To solve the problem, we will follow these steps: ### Step 1: Understand the relationship between the number of fringes and fringe width In Young's double slit experiment, the number of fringes (n) in a given field of view is given by the formula: \[ n = \frac{L}{\beta} \] where \( L \) is the length of the region and \( \beta \) is the fringe width. ### Step 2: Express the fringe width in terms of wavelength The fringe width \( \beta \) is given by: \[ \beta = \frac{\lambda D}{d} \] where \( \lambda \) is the wavelength of light, \( D \) is the distance from the slits to the screen, and \( d \) is the distance between the slits.
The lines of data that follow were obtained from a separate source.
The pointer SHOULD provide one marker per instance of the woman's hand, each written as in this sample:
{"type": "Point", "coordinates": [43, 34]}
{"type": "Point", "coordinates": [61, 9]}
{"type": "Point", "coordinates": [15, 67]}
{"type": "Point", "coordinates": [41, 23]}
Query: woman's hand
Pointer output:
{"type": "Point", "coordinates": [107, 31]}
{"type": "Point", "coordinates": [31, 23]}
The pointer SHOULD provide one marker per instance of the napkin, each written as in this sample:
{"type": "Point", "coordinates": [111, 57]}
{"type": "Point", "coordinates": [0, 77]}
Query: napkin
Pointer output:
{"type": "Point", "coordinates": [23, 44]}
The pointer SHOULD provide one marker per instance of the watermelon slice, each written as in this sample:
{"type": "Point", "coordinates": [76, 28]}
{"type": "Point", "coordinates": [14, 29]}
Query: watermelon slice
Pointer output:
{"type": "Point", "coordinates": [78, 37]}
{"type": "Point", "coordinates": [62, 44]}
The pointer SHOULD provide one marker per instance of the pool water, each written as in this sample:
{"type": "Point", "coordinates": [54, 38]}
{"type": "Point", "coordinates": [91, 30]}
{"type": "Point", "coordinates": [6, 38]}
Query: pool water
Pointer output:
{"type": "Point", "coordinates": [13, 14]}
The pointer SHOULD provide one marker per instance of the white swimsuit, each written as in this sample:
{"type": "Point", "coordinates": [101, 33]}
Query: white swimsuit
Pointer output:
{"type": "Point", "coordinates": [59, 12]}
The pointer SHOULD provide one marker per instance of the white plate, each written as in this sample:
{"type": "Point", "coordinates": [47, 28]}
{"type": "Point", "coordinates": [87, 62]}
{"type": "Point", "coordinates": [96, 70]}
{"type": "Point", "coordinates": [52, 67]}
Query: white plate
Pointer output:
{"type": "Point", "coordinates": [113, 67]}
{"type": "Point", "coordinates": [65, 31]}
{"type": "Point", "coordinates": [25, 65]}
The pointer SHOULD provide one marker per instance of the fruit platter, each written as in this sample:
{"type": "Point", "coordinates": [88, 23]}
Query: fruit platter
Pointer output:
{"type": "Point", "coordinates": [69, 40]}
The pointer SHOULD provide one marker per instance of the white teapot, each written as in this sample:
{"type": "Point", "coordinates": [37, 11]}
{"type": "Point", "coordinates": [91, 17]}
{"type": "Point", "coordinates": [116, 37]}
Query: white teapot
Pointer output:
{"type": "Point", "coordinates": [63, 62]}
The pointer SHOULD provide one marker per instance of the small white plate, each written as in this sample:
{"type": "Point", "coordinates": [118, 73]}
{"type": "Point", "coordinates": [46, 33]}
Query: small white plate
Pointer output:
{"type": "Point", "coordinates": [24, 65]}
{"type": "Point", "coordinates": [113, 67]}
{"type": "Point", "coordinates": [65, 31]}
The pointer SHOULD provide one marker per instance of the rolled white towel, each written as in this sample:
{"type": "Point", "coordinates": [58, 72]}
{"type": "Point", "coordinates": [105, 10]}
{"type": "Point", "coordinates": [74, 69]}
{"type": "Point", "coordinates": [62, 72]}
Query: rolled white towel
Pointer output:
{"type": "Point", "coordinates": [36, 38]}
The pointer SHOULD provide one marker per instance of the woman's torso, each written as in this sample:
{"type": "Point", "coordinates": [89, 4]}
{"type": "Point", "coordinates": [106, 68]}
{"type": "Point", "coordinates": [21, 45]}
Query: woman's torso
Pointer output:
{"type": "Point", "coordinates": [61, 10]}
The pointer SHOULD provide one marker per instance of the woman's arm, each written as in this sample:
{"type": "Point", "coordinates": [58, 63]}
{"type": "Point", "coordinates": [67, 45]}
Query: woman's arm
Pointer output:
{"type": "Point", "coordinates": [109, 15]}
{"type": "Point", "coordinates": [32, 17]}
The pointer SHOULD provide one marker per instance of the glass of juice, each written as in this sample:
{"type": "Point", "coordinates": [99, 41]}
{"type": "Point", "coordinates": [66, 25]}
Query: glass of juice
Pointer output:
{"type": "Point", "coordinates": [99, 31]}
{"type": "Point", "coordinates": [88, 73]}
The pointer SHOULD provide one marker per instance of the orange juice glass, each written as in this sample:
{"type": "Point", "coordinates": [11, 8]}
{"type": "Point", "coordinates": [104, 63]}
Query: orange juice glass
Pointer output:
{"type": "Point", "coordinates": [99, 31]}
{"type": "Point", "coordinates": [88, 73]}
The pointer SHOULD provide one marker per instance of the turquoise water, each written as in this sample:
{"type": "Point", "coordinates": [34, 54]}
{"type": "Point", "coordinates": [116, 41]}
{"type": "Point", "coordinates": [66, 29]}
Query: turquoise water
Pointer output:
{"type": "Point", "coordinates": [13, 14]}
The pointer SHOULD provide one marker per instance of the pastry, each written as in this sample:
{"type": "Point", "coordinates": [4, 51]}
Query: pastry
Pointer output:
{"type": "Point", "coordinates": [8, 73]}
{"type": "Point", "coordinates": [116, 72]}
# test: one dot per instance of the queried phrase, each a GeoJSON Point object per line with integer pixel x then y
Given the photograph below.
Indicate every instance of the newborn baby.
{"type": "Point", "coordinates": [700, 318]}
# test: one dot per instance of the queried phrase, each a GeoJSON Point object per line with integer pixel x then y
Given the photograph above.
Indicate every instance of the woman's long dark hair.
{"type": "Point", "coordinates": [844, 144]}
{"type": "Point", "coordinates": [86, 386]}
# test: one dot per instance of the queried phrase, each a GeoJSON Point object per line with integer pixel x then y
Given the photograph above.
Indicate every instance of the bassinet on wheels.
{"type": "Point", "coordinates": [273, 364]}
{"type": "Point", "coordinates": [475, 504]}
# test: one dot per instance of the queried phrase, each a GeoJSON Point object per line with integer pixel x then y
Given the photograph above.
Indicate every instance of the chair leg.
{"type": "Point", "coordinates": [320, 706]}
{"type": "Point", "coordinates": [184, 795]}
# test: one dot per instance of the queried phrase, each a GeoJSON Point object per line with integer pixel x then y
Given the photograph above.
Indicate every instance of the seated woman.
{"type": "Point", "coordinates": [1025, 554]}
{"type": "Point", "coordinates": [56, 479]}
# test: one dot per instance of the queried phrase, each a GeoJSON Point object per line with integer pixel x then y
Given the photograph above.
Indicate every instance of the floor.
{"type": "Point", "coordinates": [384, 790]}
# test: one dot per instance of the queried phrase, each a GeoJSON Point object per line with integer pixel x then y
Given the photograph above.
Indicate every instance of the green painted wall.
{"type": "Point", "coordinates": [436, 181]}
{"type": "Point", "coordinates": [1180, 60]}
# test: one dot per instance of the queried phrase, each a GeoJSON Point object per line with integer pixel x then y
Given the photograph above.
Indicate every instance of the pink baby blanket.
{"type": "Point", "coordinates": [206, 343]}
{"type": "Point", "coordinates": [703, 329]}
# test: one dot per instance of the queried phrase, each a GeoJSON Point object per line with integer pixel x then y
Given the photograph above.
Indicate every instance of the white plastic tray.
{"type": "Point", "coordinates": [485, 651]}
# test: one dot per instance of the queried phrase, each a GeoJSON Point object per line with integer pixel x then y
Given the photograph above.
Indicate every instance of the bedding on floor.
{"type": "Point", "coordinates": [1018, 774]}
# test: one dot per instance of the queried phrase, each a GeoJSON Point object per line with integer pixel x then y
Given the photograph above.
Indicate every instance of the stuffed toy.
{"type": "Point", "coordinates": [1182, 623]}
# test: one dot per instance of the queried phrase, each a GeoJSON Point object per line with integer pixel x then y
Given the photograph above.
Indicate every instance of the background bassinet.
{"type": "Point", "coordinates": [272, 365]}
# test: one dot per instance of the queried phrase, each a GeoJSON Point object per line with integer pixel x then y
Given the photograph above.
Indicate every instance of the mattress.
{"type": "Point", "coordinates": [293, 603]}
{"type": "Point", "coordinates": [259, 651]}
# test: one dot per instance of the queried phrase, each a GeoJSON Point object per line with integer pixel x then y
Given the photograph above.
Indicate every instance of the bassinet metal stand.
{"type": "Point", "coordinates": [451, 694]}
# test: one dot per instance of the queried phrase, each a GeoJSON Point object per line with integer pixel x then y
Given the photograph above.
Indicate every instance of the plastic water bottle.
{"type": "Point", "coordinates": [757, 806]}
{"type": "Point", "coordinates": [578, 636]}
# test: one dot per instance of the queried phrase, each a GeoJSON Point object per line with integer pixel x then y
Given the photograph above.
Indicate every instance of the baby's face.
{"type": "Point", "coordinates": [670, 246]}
Since \( D \) and \( d \) remain constant in both cases, we can express the relationship between the two scenarios. ### Step 3: Set up the equation for both cases Let: - \( n_1 \) = number of fringes with wavelength \( \lambda_1 = 4000 \, \text{Å} \) (given as 60) - \( n_2 \) = number of fringes with wavelength \( \lambda_2 = 6000 \, \text{Å} \) From the relationship established earlier: \[ n_1 \beta_1 = n_2 \beta_2 \] Substituting the expression for fringe width: \[ n_1 \left( \frac{\lambda_1 D}{d} \right) = n_2 \left( \frac{\lambda_2 D}{d} \right) \] ### Step 4: Simplify the equation Since \( D \) and \( d \) are constant, they cancel out: \[ n_1 \lambda_1 = n_2 \lambda_2 \] ### Step 5: Substitute known values Now we can substitute the known values into the equation: \[ 60 \times 4000 \, \text{Å} = n_2 \times 6000 \, \text{Å} \] ### Step 6: Solve for \( n_2 \) Rearranging the equation gives: \[ n_2 = \frac{60 \times 4000}{6000} \] Calculating this: \[ n_2 = \frac{240000}{6000} = 40 \] ### Conclusion The number of fringes obtained with a wavelength of \( 6000 \, \text{Å} \) in the same field of view is \( 40 \).